When Ex Libras burst on to the scene in 2009, it felt that there was little that could stop their rise to greatness. They consistently packed out London venues, the UK music press made all of the right noises, and their debut album Suite(s) is still a DIY masterpiece, recorded and produced by the band themselves in a space they only refer to as “The Shed.” They soon followed up the album with their EP “Cut(s),” then promptly disappeared, Willy Wonka style, leaving in their wake a criminally short collection of songs.
Our radar started pinging last year when a little bird told us there was a second album set for a new year’s release. If we’re honest, like our high school love affairs, we’d barely thought about Ex Libras and were more than a little surprised to hear that a) they were still together and b) they were still writing material. 2014 was going to be the year that they came back. Then nothing. The trail went cold.
Sure, there were gigs, but the elusive second album had disappeared and become a whispered rumour passed around music writers desperately trying to find out if somebody had managed to get their hands on a promo.

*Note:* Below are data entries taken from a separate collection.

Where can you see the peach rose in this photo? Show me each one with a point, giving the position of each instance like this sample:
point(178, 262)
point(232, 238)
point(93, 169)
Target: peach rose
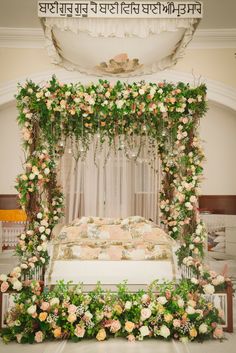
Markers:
point(193, 332)
point(38, 336)
point(57, 332)
point(118, 309)
point(129, 326)
point(120, 58)
point(71, 318)
point(79, 331)
point(131, 338)
point(218, 332)
point(101, 335)
point(4, 287)
point(115, 326)
point(168, 317)
point(44, 306)
point(145, 313)
point(72, 309)
point(43, 316)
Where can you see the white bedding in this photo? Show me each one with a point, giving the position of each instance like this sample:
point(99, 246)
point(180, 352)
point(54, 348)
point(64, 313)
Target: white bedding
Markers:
point(110, 272)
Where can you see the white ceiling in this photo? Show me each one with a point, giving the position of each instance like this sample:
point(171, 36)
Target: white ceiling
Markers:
point(23, 13)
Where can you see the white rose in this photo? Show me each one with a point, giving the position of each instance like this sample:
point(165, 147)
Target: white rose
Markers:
point(162, 300)
point(164, 331)
point(44, 246)
point(119, 103)
point(145, 298)
point(188, 205)
point(194, 280)
point(203, 328)
point(31, 176)
point(24, 266)
point(46, 171)
point(31, 310)
point(218, 280)
point(3, 277)
point(190, 310)
point(54, 301)
point(145, 314)
point(180, 303)
point(193, 199)
point(41, 229)
point(209, 289)
point(88, 315)
point(144, 331)
point(44, 223)
point(128, 305)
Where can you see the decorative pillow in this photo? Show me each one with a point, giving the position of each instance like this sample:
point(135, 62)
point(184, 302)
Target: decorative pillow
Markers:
point(219, 239)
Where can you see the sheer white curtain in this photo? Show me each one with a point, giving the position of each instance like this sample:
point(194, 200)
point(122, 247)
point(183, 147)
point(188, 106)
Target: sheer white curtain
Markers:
point(108, 184)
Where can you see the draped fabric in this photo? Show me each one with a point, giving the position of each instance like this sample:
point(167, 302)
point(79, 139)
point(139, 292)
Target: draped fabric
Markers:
point(108, 184)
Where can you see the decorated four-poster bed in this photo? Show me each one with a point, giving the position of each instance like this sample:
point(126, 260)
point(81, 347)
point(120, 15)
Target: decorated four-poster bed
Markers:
point(92, 249)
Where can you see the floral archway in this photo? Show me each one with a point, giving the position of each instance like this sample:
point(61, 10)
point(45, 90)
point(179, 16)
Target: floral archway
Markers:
point(169, 116)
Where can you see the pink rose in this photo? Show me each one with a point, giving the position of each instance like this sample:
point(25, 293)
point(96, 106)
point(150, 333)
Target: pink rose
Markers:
point(115, 326)
point(72, 309)
point(4, 287)
point(218, 332)
point(79, 331)
point(45, 306)
point(38, 336)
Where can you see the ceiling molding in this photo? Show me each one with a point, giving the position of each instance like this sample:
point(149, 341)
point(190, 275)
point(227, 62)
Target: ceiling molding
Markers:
point(34, 38)
point(217, 91)
point(214, 38)
point(21, 37)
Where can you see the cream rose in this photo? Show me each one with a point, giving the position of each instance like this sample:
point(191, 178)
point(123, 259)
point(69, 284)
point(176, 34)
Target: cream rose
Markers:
point(79, 331)
point(209, 289)
point(162, 300)
point(101, 335)
point(129, 326)
point(71, 318)
point(3, 277)
point(32, 310)
point(164, 331)
point(115, 326)
point(203, 328)
point(54, 301)
point(145, 314)
point(72, 309)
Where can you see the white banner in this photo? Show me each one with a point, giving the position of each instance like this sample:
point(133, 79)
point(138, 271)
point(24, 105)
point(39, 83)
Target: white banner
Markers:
point(121, 9)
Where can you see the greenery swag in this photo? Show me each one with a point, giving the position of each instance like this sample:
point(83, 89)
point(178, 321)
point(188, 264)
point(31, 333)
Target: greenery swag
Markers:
point(50, 115)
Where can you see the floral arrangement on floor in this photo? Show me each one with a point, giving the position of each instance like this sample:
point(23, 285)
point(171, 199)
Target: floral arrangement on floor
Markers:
point(164, 311)
point(168, 115)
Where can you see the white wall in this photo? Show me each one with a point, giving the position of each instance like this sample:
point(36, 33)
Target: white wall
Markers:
point(11, 154)
point(218, 129)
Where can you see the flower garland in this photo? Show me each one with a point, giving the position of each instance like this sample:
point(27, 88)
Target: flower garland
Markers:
point(169, 115)
point(164, 311)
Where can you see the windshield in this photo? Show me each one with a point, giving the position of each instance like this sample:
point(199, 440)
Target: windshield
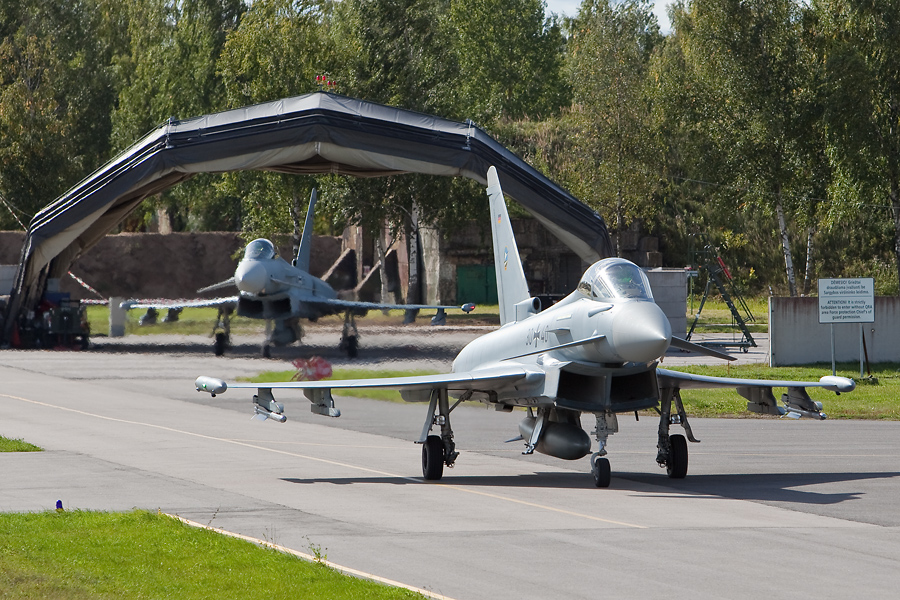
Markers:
point(613, 278)
point(259, 249)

Finally, the Ex Libras’ newswire sprang into life again and their EP “Woe” was officially announced. We are here to tell you that it is good. Easily three of the best songs the band have recorded.
Opening title track “Woe” slaps the dust of the past half decade off the band’s instruments with a well-balanced, epically produced and distortion laden tune that focuses Amit Sharma’s voice into a razor-sharp sliver of noise that pierces the velvet curtain of Kieran Nagi’s keys and Ross Kenning’s insane drumming. They are most definitely back, and on top form.
“Leap Of Faith” is a puzzling in its positioning on the EP, as it very much sounds like it should be an opener, and feels somewhat out of place as track two. However, track listing aside, if any song displays how the band have evolved during their hiatus, this is it. It blends dizzying euphoric post rock highs with wall of sound lows, each member pushing their instrument to the very limit of what can be reproduced live.
To let you catch your breath, “Drive” dials down the euphoria with a stripped down and chilled vocally driven tune that harks back to Ex Libras’ earlier releases. It adds a much welcome contrast to the first two tracks and would have worked perfectly as the EP’s closer. However, bafflingly, there is still one more track to go—and it’s inclusion on the release is a bit of a puzzler.
Five years should be enough time to gather enough material for a couple of albums, let alone a single EP. So why “Underachiever” as a closing track? We love the new production, and there’s no denying the song sounds better than ever, but surely there had to be something more current that could have made the final cut.
As a whole, the release feels somewhat thrown together with little consideration for pacing and flow. Which, to give Ex Libras’ the benefit of the doubt, isn’t necessarily the band’s fault. For all we know some suit somewhere was desperate to get something out and just decided to throw some songs on to a CD. I really wish we could have got our hands on the album that should have been (if it even exists in any kind of real form), as one can’t help but wonder if this EP is just a teasing taste of something that would have been a lot more substantial.
Discounting our gripes with the track-listing and the inclusion of old material, we whole heartedly recommend you pick this up. Taken on their own, every song included on “Woe” is a powerful reminder of just how talented these three musicians are. So switch off the lights, turn up the stereo, and get ready for something truly spectacular.
“Woe” is out now via Firebird Records.